Jared Diamond also said at his paper: How Societies choose to fail or succeed (2005) Viking Press, there were factors that determine whether societies (in general) sustain or collapse: The degree and nature of the damage that human societies inflict on their environment ; Climate change; Degree and nature of hostility of neighbouring societies; Degree and nature of support from neighbouring societies; And the nature and effectiveness of society’s response to the above factors. 


Professor Philip Hayward from Southern Cross University, Australia describe Ten factors that determine whether the social and cultural heritages of islands can sustain and/or develop themselves: 

1-The socio-economic and resource stability of the region (eg food security, stable environment} and capacity for access to development and/or crisis assistance when necessary. 

2-The degree of consciousness of there being a distinct local cultural and/or environmental heritage that has value to the local community. 
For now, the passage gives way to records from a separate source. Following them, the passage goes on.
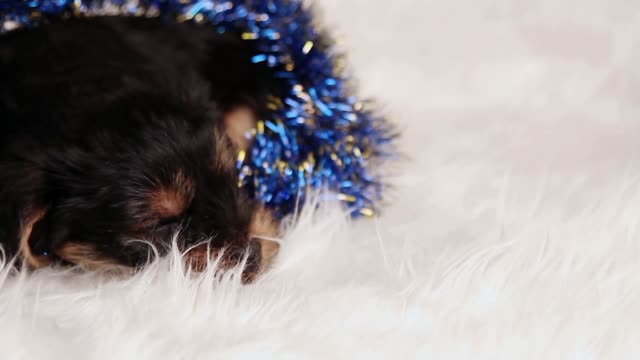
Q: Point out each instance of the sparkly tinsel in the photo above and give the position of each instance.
(317, 135)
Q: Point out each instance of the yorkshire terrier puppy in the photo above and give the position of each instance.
(116, 133)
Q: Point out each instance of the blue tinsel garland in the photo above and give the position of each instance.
(319, 134)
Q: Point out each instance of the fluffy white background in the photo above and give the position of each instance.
(512, 231)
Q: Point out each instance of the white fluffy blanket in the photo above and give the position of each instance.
(512, 232)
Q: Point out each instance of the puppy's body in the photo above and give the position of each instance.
(113, 130)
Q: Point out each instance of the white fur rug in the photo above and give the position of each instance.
(513, 231)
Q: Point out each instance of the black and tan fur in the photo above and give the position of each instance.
(120, 129)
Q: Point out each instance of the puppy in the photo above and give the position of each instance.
(116, 133)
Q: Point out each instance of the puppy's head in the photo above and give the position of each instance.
(141, 170)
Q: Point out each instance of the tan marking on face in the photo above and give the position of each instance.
(264, 227)
(237, 123)
(34, 261)
(172, 200)
(86, 257)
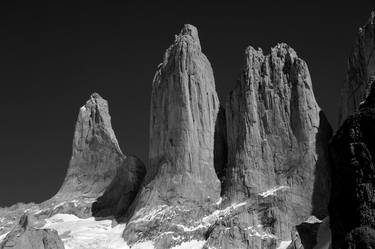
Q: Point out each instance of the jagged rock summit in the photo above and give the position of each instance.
(360, 70)
(184, 106)
(181, 179)
(278, 166)
(277, 133)
(96, 154)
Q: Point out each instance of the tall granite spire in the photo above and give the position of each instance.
(96, 154)
(277, 134)
(184, 106)
(181, 180)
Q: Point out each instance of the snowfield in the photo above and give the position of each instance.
(88, 233)
(77, 233)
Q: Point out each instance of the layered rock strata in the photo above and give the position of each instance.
(181, 178)
(277, 134)
(277, 144)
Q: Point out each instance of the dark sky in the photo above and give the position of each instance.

3-The scale and impact of external cultural influences (eg economic globalisation, immigration etc. The greater these are; generally, the greater the displacement of traditional cultures). 

4-The nature of established local communities’ engagement with external influences and cultural change . 

5-The extent to which culture, landscape and the natural environment can be utilised as an economic asset (and/or a form of ‘cultural capital’). 

6-The nature of diasporic communities, their various retention and/or loss of ‘home’ island culture and the nature of their influence on/interaction with home islands. 

7-The degree that neighbouring locations and/or regional/national groupings value, validate and support local cultures plus how they do this. 

8-The degree that local cultures can deploy the above to refresh and/or innovate local cultures (and so provide a local alternative to received cultures and forms or practices that can be disseminated more widely). 

9-The amount of influence that local communities can exercise on regional, national and international policy and planning. 

10-The extent to which regional and national governments recognise regional issues and actively support local autonomy in key areas.